4 tbls. butter, sliced thinly
1 lb. rutabagas,peeled, 1/8" slices
1 lb. Rome, Winesap, or similar apples, peeled, cored, 1/8" slices
1 lb. turnips, peeled. 1/8" slices
1 large yellow onion, peeled and thinly sliced
1 lb. parsnips, peeled, 1/8" slices
Fresh ground pepper
1-1/2 cups grated Fontina cheese
3 cups heavy cream
1 cup chicken stock
1 tsp. chopped fresh thyme
1/4 cups grated Parmesan cheese
Preheat oven to 400 degrees F.
Butter a 13 x 9-inch casserole dish with 1 teaspoon of the butter. Starting with the rutabagas, layer 1/3 of the vegetables, apples and onions in the prepared dish, very lightly seasoning with salt and pepper and dotting with butter between each. Top with a layer of Fontina. Repeat layering. seasoning, and cheese, ending with Fontina cheese on top. (Parmesan goes on later.)

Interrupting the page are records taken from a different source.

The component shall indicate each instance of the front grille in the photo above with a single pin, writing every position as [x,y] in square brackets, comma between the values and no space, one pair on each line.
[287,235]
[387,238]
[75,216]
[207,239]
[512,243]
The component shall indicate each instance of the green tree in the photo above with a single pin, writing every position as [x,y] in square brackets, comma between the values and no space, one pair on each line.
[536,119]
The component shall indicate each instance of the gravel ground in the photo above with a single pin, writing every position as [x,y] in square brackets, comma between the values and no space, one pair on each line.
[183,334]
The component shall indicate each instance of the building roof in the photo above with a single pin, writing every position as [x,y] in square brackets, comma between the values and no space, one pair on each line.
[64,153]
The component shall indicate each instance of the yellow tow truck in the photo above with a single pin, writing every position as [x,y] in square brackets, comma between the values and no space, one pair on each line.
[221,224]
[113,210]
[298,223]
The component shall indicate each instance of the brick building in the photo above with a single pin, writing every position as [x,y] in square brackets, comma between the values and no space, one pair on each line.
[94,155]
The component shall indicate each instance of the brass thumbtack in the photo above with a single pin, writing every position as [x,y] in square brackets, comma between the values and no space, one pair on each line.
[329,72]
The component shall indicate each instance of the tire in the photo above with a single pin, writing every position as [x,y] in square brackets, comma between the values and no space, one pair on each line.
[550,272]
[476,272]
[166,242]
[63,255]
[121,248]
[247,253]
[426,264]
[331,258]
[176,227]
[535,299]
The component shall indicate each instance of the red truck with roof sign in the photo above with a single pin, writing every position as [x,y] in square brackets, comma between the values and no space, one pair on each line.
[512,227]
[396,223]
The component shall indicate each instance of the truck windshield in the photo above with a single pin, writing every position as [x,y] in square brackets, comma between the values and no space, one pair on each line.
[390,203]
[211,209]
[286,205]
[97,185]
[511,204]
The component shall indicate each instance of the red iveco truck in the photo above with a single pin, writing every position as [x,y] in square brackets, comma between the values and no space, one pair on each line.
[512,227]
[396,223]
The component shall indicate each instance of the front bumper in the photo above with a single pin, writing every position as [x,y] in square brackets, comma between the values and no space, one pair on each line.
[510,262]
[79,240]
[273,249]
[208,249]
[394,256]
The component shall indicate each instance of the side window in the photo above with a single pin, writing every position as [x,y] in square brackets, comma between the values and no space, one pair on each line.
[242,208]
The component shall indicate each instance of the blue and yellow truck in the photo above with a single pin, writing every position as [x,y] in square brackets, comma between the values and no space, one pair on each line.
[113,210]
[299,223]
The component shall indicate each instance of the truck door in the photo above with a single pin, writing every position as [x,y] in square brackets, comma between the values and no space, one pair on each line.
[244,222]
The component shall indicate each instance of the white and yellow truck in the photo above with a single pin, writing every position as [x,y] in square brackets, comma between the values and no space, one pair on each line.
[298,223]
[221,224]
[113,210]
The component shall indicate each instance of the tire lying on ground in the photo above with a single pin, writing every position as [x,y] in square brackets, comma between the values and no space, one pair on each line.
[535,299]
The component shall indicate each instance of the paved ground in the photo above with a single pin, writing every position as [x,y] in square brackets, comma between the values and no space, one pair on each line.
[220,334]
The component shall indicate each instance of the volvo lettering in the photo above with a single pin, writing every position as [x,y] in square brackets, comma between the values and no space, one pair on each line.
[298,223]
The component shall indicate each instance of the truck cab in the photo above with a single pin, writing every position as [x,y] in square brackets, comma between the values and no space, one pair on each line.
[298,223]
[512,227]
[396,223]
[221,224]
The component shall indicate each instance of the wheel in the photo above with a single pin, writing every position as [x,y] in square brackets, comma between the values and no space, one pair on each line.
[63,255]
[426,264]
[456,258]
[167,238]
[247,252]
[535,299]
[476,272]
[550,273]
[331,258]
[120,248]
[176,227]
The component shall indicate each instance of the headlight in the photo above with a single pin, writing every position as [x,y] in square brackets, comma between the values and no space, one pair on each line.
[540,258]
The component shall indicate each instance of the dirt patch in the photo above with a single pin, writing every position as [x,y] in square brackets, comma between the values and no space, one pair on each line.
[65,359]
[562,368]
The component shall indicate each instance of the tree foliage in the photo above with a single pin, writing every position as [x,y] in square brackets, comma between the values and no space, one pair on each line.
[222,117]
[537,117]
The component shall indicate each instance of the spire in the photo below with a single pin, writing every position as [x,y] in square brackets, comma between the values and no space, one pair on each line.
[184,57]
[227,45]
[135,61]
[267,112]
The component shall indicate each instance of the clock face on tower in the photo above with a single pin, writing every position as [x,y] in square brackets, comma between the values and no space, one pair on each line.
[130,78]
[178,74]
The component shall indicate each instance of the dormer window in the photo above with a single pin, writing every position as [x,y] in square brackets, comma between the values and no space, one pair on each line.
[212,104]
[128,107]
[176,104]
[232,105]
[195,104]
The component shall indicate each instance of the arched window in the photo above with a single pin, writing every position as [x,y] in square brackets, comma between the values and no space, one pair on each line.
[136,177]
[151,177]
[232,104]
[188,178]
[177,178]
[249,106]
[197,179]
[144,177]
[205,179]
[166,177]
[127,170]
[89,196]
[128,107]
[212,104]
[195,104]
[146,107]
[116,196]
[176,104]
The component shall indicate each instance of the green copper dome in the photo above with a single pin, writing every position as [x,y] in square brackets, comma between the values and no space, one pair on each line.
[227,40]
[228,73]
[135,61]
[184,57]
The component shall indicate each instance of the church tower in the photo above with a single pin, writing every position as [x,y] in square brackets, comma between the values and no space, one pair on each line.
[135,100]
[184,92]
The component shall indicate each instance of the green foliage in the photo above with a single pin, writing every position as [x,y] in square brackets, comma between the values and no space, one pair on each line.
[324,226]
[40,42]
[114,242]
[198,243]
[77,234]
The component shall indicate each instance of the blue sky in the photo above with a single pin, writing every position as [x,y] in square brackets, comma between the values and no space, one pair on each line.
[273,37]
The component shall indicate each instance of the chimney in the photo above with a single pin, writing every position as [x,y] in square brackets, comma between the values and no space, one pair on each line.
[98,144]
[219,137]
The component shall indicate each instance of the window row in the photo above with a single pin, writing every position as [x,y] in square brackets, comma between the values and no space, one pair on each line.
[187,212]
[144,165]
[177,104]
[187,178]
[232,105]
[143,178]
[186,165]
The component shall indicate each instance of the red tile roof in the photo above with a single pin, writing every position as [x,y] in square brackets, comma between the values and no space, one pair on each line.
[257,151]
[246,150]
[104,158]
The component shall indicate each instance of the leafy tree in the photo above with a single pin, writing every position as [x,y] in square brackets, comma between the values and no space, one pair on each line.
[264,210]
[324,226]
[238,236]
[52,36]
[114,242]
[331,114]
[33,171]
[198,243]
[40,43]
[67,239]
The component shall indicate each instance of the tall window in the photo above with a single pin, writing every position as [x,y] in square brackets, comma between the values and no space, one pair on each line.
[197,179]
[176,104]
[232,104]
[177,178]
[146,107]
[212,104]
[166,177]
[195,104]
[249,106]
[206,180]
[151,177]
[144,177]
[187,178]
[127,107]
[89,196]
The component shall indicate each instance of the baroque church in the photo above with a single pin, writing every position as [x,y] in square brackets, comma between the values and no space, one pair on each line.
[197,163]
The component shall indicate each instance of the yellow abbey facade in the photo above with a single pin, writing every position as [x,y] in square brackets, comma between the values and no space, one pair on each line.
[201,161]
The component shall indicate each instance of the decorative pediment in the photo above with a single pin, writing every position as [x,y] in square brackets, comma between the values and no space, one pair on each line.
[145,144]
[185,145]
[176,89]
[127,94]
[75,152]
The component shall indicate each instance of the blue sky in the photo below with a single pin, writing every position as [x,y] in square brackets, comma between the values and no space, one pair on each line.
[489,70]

In a saucepan, bring the cream, chicken stock, and thyme to a boil. Remove from the heat and pour over the vegetables. Bake in the oven, covered, for 30 minutes. Uncover and continue baking until nearly all the cream is absorbed, about 30-40 minutes. Sprinkle with the Parmesan and bake until golden, and all the liquid is absorbed, and the vegetables are fork tender, about 15 minutes.
Remove from the oven and let cool at least 15 minutes before serving.